À grands traits, je décrirai d’abord l’évolution de la géographie quantitative. Deuxièmement, je montrerai comment cette évolution l’a conduite à adopter le paradigme de la complexité. Enfin, je décrirai mes principaux intérêts de recherche à la lumière de la pensée complexe.

Histoire récente de la géographie quantitative

Comme en science en général, l’évolution de la géographie quantitative a été marquée par les changements de paradigmes et les progrès techniques.

À partir des années 1950, tirant profit de l’ordinateur et s’appuyant sur le positivisme logique [1], la géographie connaît sa révolution quantitative. Les géographes laissent alors à leurs nouveaux outils informatiques, théoriquement neutre, le soin d’explorer l’espace et d’en faire ressortir les régularités et les relations de causalité qui le soustendent. Ils développent ainsi des méthodes toujours plus sophistiquées d’analyse spatiale, oubliant que des méthodes ne peuvent être en soi objectives. Ils assimilent les hommes et les femmes à des machines rationnelles et parfaitement informées (l’Homo Economicus), les inégalités économiques à des déséquilibres passagers, l’espace à une plaine homogène… Critiquée de toutes parts à cause de ces réductions abusives, la géographie quantitative a été marginalisée. La critique virulente de Harvey (1973) annonce le retour en force des études qualitatives et de la monographie qui culmine avec la géographie postmoderne, dans les années 1990.

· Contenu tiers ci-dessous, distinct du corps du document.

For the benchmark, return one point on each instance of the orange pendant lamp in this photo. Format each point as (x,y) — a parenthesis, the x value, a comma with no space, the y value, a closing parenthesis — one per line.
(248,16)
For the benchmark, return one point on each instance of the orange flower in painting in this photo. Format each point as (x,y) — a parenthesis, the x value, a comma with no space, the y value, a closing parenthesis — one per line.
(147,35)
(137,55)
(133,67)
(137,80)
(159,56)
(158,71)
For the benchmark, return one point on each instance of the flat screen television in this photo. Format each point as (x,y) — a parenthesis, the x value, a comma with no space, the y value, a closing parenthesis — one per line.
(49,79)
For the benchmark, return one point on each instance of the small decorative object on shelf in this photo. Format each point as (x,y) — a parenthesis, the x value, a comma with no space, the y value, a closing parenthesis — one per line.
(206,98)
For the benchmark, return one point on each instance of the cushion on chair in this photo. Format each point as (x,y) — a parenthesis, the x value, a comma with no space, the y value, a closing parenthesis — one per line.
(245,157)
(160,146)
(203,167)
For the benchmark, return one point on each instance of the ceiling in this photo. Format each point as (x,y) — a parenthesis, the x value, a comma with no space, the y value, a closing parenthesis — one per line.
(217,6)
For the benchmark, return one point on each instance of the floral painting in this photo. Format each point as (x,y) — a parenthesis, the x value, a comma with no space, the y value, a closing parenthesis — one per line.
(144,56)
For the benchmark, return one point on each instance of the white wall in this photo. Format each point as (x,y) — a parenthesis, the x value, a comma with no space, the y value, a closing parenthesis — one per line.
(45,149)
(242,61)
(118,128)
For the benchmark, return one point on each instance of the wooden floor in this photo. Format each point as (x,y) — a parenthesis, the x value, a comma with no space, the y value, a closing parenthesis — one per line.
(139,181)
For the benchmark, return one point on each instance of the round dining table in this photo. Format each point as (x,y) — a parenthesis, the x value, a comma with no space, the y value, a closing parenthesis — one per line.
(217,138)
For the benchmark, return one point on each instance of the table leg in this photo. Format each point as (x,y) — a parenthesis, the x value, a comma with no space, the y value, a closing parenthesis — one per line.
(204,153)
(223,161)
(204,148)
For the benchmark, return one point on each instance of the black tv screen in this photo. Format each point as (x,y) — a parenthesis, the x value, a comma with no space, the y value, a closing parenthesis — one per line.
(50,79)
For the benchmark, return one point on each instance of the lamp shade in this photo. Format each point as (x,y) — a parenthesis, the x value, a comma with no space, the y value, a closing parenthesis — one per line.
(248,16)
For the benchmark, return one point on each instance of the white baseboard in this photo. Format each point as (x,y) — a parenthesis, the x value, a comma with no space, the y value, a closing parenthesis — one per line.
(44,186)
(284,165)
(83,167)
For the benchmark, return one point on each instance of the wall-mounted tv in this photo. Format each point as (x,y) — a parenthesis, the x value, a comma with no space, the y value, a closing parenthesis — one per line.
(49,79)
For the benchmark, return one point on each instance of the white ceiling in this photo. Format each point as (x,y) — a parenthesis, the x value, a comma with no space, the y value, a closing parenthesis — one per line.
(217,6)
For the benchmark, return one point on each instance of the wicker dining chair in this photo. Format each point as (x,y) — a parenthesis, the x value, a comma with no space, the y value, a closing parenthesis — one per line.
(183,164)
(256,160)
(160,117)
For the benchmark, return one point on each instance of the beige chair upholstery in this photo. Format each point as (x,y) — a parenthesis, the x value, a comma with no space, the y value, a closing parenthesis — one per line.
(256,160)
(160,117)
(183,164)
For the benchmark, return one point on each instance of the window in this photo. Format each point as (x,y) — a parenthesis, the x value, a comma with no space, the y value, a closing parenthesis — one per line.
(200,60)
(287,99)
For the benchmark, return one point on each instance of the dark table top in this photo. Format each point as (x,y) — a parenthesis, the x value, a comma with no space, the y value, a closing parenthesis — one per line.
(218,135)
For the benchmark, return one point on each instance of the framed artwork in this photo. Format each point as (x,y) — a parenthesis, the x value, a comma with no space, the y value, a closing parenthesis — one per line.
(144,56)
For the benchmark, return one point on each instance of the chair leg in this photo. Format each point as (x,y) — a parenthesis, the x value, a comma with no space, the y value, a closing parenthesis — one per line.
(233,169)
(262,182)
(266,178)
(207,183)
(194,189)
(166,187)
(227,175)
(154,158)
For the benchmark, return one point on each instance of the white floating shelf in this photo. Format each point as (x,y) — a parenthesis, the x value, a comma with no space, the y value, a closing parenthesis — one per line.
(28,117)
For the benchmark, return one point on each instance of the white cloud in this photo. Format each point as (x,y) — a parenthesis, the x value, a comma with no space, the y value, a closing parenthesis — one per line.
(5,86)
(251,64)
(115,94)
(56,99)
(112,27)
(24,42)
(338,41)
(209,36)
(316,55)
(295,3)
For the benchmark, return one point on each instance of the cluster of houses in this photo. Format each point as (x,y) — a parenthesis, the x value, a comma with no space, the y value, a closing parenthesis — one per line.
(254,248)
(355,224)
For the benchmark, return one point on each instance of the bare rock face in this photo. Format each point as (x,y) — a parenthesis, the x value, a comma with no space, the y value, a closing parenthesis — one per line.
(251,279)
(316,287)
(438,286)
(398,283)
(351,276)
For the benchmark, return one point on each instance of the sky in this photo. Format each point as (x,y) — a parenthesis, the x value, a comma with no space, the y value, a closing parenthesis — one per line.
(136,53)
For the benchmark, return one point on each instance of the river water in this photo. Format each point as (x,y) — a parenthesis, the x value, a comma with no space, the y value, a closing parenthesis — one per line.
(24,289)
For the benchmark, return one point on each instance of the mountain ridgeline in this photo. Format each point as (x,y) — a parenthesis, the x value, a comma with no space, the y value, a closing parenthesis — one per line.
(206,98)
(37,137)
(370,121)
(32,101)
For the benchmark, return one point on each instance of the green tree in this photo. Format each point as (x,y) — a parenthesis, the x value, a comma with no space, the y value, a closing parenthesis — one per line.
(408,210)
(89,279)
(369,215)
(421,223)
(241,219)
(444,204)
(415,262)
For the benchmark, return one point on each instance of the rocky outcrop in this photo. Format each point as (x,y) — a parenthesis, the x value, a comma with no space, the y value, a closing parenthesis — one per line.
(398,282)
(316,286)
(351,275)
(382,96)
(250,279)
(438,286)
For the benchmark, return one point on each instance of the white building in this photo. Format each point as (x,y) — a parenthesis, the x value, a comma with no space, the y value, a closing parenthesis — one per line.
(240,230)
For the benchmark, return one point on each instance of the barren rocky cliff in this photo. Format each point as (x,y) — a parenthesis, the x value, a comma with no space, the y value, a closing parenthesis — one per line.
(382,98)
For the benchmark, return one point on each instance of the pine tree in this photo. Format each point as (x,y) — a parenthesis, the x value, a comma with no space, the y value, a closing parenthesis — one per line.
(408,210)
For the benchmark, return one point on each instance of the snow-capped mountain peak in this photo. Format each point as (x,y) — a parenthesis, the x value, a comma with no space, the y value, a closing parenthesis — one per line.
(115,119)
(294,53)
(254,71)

Contrairement à la géographie moderne [2], qui cherche à induire des lois à partir de l’observation des phénomènes, la géographie postmoderne tente de comprendre les processus à partir des comportements de leurs composantes élémentaires et à déconstruire les interprétations réductrices issues du précédent paradigme. Cette géographie valorise l’intersubjectivité, l’acceptation de tous les discours justifiée par l’originalité de chaque point de vue (Frémont, 1999). Les échecs cuisants des politiques s’appuyant sur des méga-modèles économétriques font prendre conscience aux géographes de la complexité du réel. Les généralisations apparaissent suspectes et tout doit être mis en contexte.

Parallèlement à cette évolution des idées, les progrès remarquables de l’informatique ont significativement infléchi la pensée scientifique. Ils sont fondamentaux pour la compréhension des phénomènes complexes. Ils ont stimulé la réflexion sur les systèmes chaotiques, sur l’auto-organisation, sur l’importance des trajectoires historiques. Ces avancées remettent en question l’universalité des causalités simples et des relations linéaires qui n’expliquent qu’une mince partie de la réalité.

En somme, dans la foulée du positivisme moderne et des premiers développements de l’informatique, la géographie quantitative a mis au point un nombre important d’outils méthodologiques toujours plus sophistiqués. Or, au lieu de réponses simples, ces nouveaux outils ont révélé l’existence d’une réalité plus complexes que prévue, faite de phénomènes peu visibles dans l’espace, à la base de relations multilatérales et de règles de fonctionnement mouvantes. Ces constats ont profondément marqué la géographie et ont stimulé la formulation de nouvelles théories et la reformulation de théories existantes. Plusieurs d’entre elles apparatiennent à ce que Morin (1990) appelle le paradigme de la complexité.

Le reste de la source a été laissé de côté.